I worried constantly, unnecessarily, and unprovoked about Matt and how he was doing with all of it, with his son not being a typical boy, when he himself was that personified.
Would Matt’s concern and questioning turn to anger, distance, or some other feeling so powerful that fleeing the situation might begin to seem like the better, easier option? cheap wedding dresses Wouldhe blame me? Was I the one to blame? I blamed me. was just like my brother. I had passed on the gene that made him a little boy who liked all things fabulous.

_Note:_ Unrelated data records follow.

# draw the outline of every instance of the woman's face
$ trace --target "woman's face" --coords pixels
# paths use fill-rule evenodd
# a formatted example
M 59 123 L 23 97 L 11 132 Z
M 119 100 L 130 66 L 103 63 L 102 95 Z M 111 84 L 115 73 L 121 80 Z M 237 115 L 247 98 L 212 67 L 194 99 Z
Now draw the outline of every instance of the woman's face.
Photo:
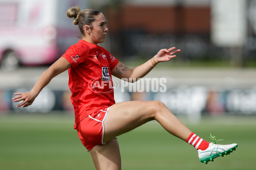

Initially, we only allowed him to wear them in the safety of our own home, because we didn’t want him or Chase getting teased. Then we realized that it was just as fine for him to wearthem to the homes of his cheap wedding dresses grandparents and our close friends. Soon he was wearing his hot pink dress with light pink hearts on it and Tinker Bell boots to ride his scooter up and downour street. But that’s as far into “public” as he ever wore “girl clothes.” And the vast majority of the time, he was 100 percent fine with that. He never pushed us or campaigned to wear his girl clothes out in public. The first parenting memoir to chronicle the journey of raising a gender nonconforming child, the book is based on her popular blog of the same name. Duron and her blog have twice been named one of BlogHer’s Voices of the Year; one of Ignite Social Media’s “100 Women Bloggers You Should be Reading;” one of Circle of Moms “Top 25 SoCal Moms;” and one of Parents Magazine’s blogs that are “Most Likely To Change The World.” Publishers Weekly recently named Raising My Rainbow one of the Best Books of 2013. Duron and her blog have earned the cheap wedding dresses attention of a variety of media outlets including: The TODAY Show, CNN, Time, Anderson Cooper, People, BBC, MSNBC, The New York Times, The Huffington Post, Psychology Today, Fox News, Out, The Advocate, Newsweek, and The Atlantic. Duron lives with her husband and two children in a happy, messy home in Orange County, California.